Den Kindern fiel es am leichtes-ten, Kolumbien zu verlassen. „Für sie ist es ein Abenteuer“, erzählt Alape. Und hier sind gerade sie es, die für Alltag sorgen. Wie alle Kinder wollen sie morgens ein Frühstück gemacht bekommen und ein Pausenbrot, wollen zur Schule gebracht werden. Bis Arturo und Katia sich allerdings getraut haben, sie allein nach Hause kommen zu lassen, hat es ein paar Wochen gedauert: „In Bogotá können die Kinder nicht allein auf die Straße.“ Hamburg ist für den Kolumbianer eine „hundertprozent sichere Stadt“. In seinem Land werden jeden Tag 30, 40 Menschen ermordet. Die Entführten und Verschwundenen nicht mitgerechnet.

Und dann gibt es wieder Dinge, die überall gleich sind. Diskussionen mit dem Nachbarn, der bis zwei Uhr morgens laut Musik hört – „die hast du in Bogotá genauso“. Bevor sie nach Hamburg kamen, hatte vor allem Katia Angst, dass die Familie hier mit Fremdenfeindlichkeit konfrontiert würde. Aber bisher haben sie keine schlechten Erfahrungen gemacht. Nur am Flughafen in Frankfurt, als Alape seinen kolumbianischen Pass vorzeigte: „Der gilt ja weltweit fast schon als Haftbefehl – als ob alle Kolumbianer mit Drogen handeln. Aber ich handle doch nur mit Büchern und Gedanken.“ Die schriftliche Einladung der Hamburger Stiftung war da schon nützlicher, um die Grenze zu passieren.

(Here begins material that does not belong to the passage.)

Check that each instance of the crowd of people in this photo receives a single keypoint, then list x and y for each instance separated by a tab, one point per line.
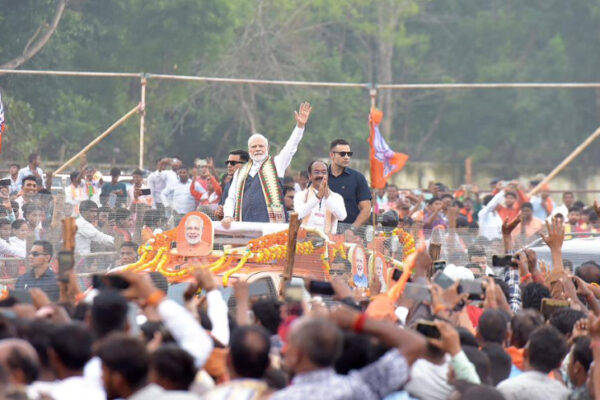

Alape weiß, dass viele Flüchtlinge keinen solchen Türöffner haben: „Europa macht immer mehr zu.“ Aber – das gehört zu seinen ersten Erlebnissen in Hamburg – es gibt auch Solidarität. „Früher kannte ich das nur aus sozialistischen Ländern“, sagt Alape, der lange Mitglied der Kommunistischen Partei war, „aber jetzt habe ich auch hier viele Menschen getroffen, denen es nicht egal ist, wenn andere schlechter leben als sie.“

600.000 KolumbianerInnen sind allein in den vergangenen zwei Jahren ausgewandert, darunter 80.000 HochschulabsolventInnen. Auch wer nicht auf einer Todesliste steht, flieht vor der alltäglichen Gewalt. Und doch ist Kolumbien auch ein wunderschönes Land, sagt Alape: „Sie müssen unbedingt einmal kommen.“ Die beiden Meere, der karibische Golf von Mexiko und der offene Pazifik – „echte Meere, nicht das, was man hier so nennt“ –, die Cordilleren-Bergkette, der Urwald: „Es ist ein Genuss.“ Und natürlich die Menschen. Alape hat sie nach Deutschland mitgenommen, auf seinen Bildern, denn studiert hat er eigentlich Malerei. Für die Politik hatte er seinen Beruf aufgegeben und erst im Exil in Kuba wieder entdeckt. Aus seiner Zeit als Maler stammt auch sein Pseudonym: Alape war der Name eines indigenen Bauernführers.

Arturo Alape arbeitet mit kräftigen Farben und Kontrasten – seine Landschaften erinnern ein wenig an Emil Nolde. Die Menschen auf seinen Bildern spiegeln das Leben in Kolumbien: Eine Frau und ein Kind mit gehetztem Blick, auf der Flucht. Aber auch die Fröhlichkeit an einem Abend mit Freunden. „Malen ist eine Art des Trostes“, sagt Alape, „es gibt einem das Recht, zu träumen.“ Die Bilder, die er bisher in Hamburg geschaffen hat, erzählen alle von Kolumbien. Kuba konnte er damals auch erst malen, als er wieder zu Hause war. Daneben nutzt Alape die Ruhe in Hamburg, um an seinem neuen Roman zu schreiben. Er handelt von einer Frau, deren Mann verschleppt und ermordet wird, und die bei der Suche nach Beweisen über sich hinaus wächst.

Katia fragt, ob es wohl noch lange dauere, bis es in Hamburg wieder wärmer werde? Noch ein biss-chen, leider. Aber der Frühling hier wird eher kommen als in Kolumbien der Frieden.